I don't want to just be discouraging. If you think I'm wrong, and "floating rationals" are indeed practical for everyday use, I encourage you to make a crate out of it. It might be an interesting exercise in hardware design, even -- I bet there's a lot of sparsely explored space in rational ALUs.

If you're interested in what's been done in this space in the past, note that Perl 6 uses rational arithmetic by default, and falls back to floating-point when the fraction becomes unrepresentable (IIRC). Perhaps there are some ideas you could borrow from there.


There is an algorithm using continued fractions convergents that will give you the "best" nearest simpler fraction, though I would rather avoid the expense of it, as well as of GCD simplifications. That is why I propose carrying out the division and the rounding and saving the remainder as an error. The improvement vis-a-vis normal floats consists in having to do this only from time to time when an overflow threatens, not every time you divide by, for example, 3. Thus the error accumulation will be smaller. Nor is my model going to abandon these benefits on the first possible overflow.
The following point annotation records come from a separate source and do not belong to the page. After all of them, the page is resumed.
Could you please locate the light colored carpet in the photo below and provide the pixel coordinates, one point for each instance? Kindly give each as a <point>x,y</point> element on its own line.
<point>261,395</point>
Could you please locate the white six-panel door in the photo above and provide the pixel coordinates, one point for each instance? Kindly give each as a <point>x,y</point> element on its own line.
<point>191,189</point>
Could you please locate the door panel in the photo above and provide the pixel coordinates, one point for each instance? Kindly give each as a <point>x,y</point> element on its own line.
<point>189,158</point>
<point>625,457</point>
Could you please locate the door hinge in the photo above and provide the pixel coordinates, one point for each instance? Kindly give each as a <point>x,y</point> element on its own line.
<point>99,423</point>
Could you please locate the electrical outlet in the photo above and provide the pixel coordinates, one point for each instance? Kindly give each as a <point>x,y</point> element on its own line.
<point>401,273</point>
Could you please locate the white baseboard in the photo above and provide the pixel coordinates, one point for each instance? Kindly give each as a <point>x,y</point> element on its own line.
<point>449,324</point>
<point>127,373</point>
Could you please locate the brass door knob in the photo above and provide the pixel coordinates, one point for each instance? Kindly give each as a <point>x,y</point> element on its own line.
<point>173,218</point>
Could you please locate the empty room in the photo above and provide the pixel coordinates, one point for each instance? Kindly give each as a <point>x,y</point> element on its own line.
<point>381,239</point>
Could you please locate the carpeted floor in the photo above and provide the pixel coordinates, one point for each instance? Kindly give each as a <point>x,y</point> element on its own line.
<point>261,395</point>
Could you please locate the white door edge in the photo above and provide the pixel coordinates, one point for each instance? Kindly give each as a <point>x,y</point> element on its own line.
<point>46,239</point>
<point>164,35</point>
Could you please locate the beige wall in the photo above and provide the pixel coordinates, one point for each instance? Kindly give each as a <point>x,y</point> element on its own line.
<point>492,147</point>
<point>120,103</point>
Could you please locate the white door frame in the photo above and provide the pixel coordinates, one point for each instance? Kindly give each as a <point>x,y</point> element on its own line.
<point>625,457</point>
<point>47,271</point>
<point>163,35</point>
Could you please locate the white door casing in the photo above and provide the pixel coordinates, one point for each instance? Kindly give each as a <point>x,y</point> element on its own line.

I agree about the practicality of the floats, that is why my stated aim from the start is "the best of both worlds". These floating rationals are convertible to floats "at the drop of a hat" by carrying out one floating division.

PS. Yes, I do intend to write a crate for this, I believe there is enough "meat" in this to make it worthwhile.
PPS. The "niche" of this will be all numerical analysis, numerical modelling, approximations, etc.